Through our Lord Jesus Christ, your Son,
who lives and reigns with you in the unity of the Holy Spirit,
one God, for ever and ever.
– Amen.

divineoffice.org/?date=20130327

Peace

Sublime! The Son also chose to submit to the yoke of the Cross because He knew it would liberate us from evil - provided that we follow in His footsteps and submit willingly to inevitable suffering and death. Then we demonstrate our love and are united to Him forever.

God could have forgiven mankind in an instant through some sort of action that we might have understood, and that would have been that.

But, God’s plan was layed out over a long time, and involved God making this particular demonstration of his love, to send Jesus to die for our sins. This brutal, tangibly unnecessary torture and death has meaning beyond the immediate circumstances of its occurrence.

It is still visibly manifested in the memorial of the Mass.

Jews recite the Shema as a thrice-daily expression of their allegiance to the Sinai covenant established by God.

The Mass is a participation in the new covenant that was established in Jesus’ death. Our full participation in the Mass should remind us not only of the covenant itself, but of our obligations to the covenant.

As Scott Hahn explains in his books, this is not only a covenant between equals, but a covenant (giving of selves to each other) where the parties engaged are in an unequal standing. The crucifixion stands as the expression of God’s commitment and the example of our commitment to God.
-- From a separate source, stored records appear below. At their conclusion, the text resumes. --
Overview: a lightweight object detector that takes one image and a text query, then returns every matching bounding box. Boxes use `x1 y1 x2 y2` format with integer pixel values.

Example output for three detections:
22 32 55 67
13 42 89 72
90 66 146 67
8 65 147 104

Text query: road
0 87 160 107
I think that the primary significance of the cross is that it was through the cross that Jesus carried out God’s plan of salvation for all mankind. And it’s only through the atonement of Jesus on the cross that made it possible for God to forgive the world of sin and to give human beings eternal life for all those who choose to accept His Word. To bend a knee to the Passion of Jesus on the Cross is to realize God’s unconditional and everlasting love.

:thumbsup: The tragedy of our secular society is that commitment to others is no longer a priority judging from the prevalence of poverty, injustice, abortion and family disintegration.

:thumbsup: “love” is the key word. Without love life is worthless.